5 out of 5 people found this review helpful.

Marcelo

I don't even know how to write this review. This book blew me away in so many different ways. Marcelo is smart - super smart - actually, he just doesn't come off that way since it takes him ten times as long as anyone else to process anything - verbal or nonverbal commu...
I don't even know how to write this review. This book blew me away in so many different ways. Marcelo is smart - super smart - actually, he just doesn't come off that way since it takes him ten times as long as anyone else to process anything - verbal or nonverbal communication. He is happy to spend his summer working with the ponies at his school for disabled children until his father, who has never believed there is anything wrong with Marcelo, insists he take a job in the mail room at his law firm in order to become part of the 'real world'. Marcelo is convinced that he will be better off caring for his ponies but agrees to the arrangement. But Marcelo doesn't count on the unlikely friendship that forms between himself and his co-worker Jasmine and the unsettling interest the son of his father's partner, Wendell, shows in him either. Least of all, Marcelo doesn't expect or understand his reaction to the startling picture he finds of a young girl and his desire to help her.

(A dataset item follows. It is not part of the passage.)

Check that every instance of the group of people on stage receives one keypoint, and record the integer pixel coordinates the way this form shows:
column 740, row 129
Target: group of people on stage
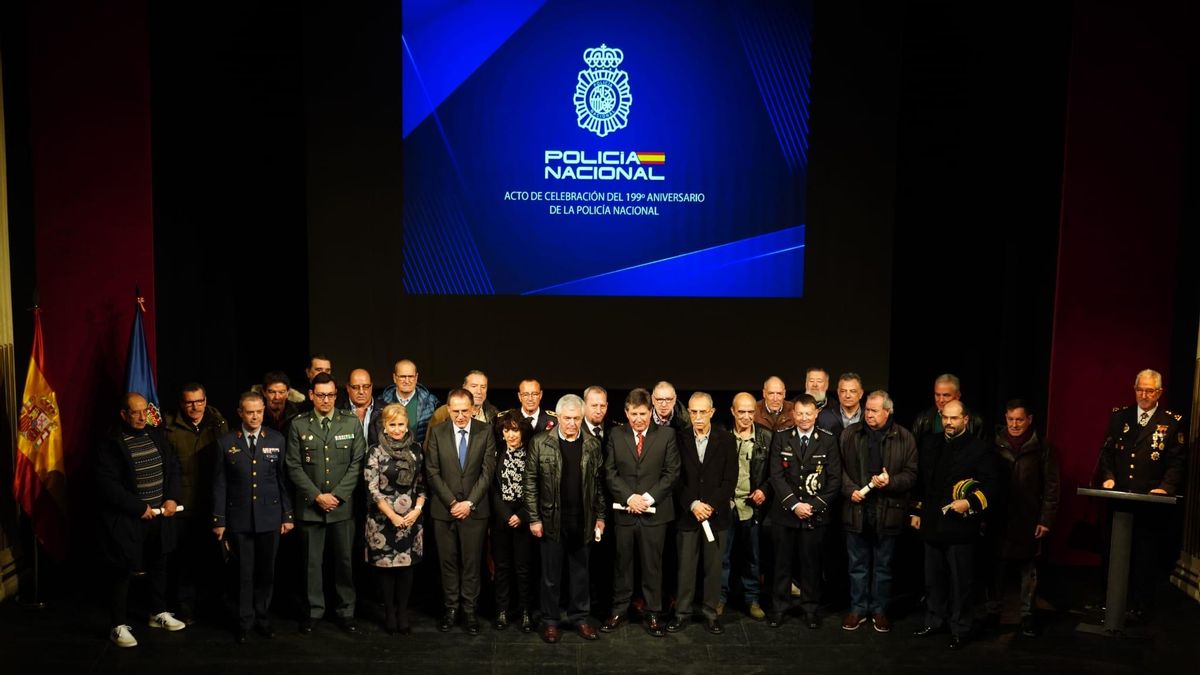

I was so often reminded of "The Curious Incident of the Dog in the Night-Time" since both boys like their order and routines, but Marcelo is able to interact with others on a much higher level and brought out more genuine responses than Christopher ever could. The biggest revelation to me was Marcelo's growth, just as his mother predicts, which pervades everything that happens throughout the book. As deep and serious as many of the topics in this book were, I still found it to be hilarious. Marcelo's tendency to literally define every expression to come his way competely endearing and just dang funny. Particularly when he became stumped by some slang term thrown around at the office. And since this book was obviously written by a male author who knows how to write about other men without creating caricatures, one particular scene with some old farmers had me cracking up to no end.

There is so much going on in this book with the underlying theme of music and religion that it was almost too much to take in during one sitting but I couldn't seem to tear myself away.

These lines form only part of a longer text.